Personne ne m’a jamais nommé ; je n’aime pas trop le côté Conforama de certaines entreprises. J’ai délibérément quitté la décentralisation « officielle » pour partir sur une autre aventure. Mais, dans ce pays, ce qui ne vient pas d’en haut est souvent regardé de façon frileuse et réticente.
On pourrait dire que le Pavillon du Charolais est un aéroport où atterrissent des œuvres, des paroles, venues du monde, qui se retrouvent autour de l’idée d’une culture francophone contemporaine, qui parlent aujourd’hui en faisant se croiser différentes cultures. Pour que cet “aéroport” puisse être opérationnel, ne faudrait-il pas qu’il y ait un suivi plus conséquent ? Si le TILF est l’un des rouages d’une grande politique, et souhaitons-le, il faut qu’il soit considéré par les pouvoirs publics , ou du moins par certains réseaux officiels de production et de diffusion, comme un lieu central de cette rencontre des cultures francophones. Il faut une politique d’accompagnement. Le TILF peut difficilement rester isolé dans sa démarche.
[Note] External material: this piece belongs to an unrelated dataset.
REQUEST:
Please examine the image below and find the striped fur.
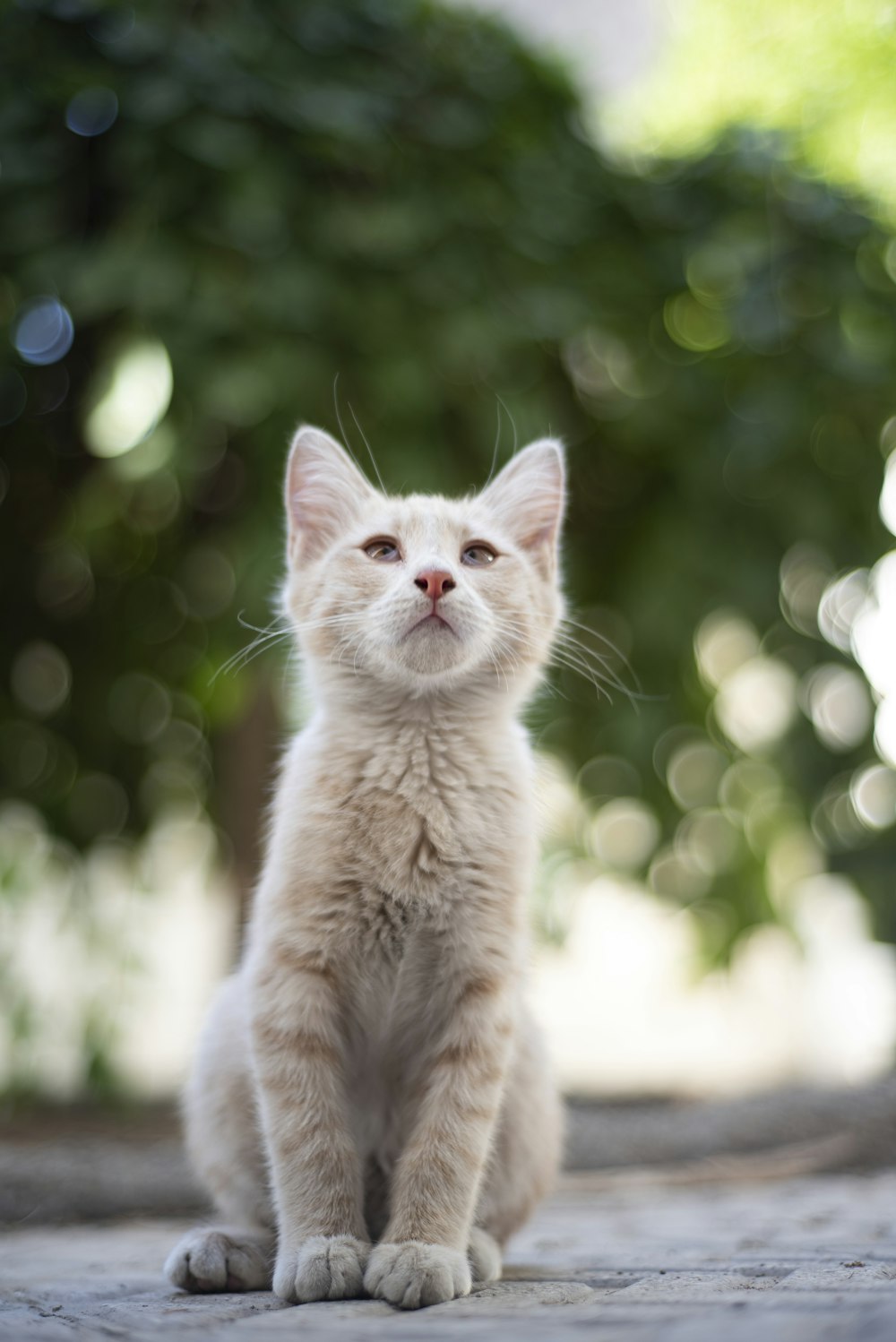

Je suis surpris de constater la carence de nos interlocuteurs par rapport à cet outil d’investigation, de création, de communication, avec des communautés qui sont souvent à l’écart du théâtre. Je suis étonné du décalage entre la rhétorique officielle et le désintérêt du Ministère pour notre travail. Il y a insuffisance de suivi, de regard porté, incompréhension du travail accompli. Cioran disait : « On habite une langue avant d’habiter un pays. » Le génie d’une langue, c’est qu’elle est errante, migratrice par nature. Aucun barrage administratif ne peut empêcher sa circulation. Le TiLF est une entreprise-passerelle, un forum, autour de cet ensemencement qui passe par la parole. Je suis un homme-passerelle, un transmetteur. Le premier élément qui nous lie à une communauté, c’est la langue, et l’absence d’une langue commune est le premier élément qui nous sépare d’autrui. Nous entrons, à la naissance du XXIe siècle, dans une nouvelle époque. La spécificité d’un pays comme le nôtre est « triangulaire » : la nation française, son appartenance à l’Europe et la francophonie. Il y a là une carence profonde du point de vue culturel.
Y aurait-il plusieurs « francophonies » ?
Celle qui m’intéresse, c’est celle de la langue, pas celle des politiques. Ce qui caractérise notre démarche, c’est l’échange, l’ouverture, la recherche. Tout se passe aujourd’hui dans le théâtre français comme si ne comptait que la pérennisation de ce qui existe. Les grandes maisons, Scènes nationales et CDN, sont très peu créatrices. Il y a aujourd’hui dans la région parisienne une sorte d’étatisation rampante des institutions officielles au détriment des réalités vivantes d’entreprises jeunes, de lieux un peu « sauvages » qui font un travail de terrain… Est-il nécessaire que le Théâtre de la Ville ait une deuxième salle, que l’Odéon s’offre une « baraque », alors qu’il y a un certain nombre de gens qui font un vrai travail de proximité et en sont très mal récompensés ? Il y a quelques paradoxes. Cela ne me gênerait pas si cela ne se faisait au détriment de l’attention vigilante, scrupuleuse, à ce qui est en train de naître, à ce qui a besoin de s’épanouir. Tout se passe comme si l’État aimait désespérément ce qui lui coûte cher.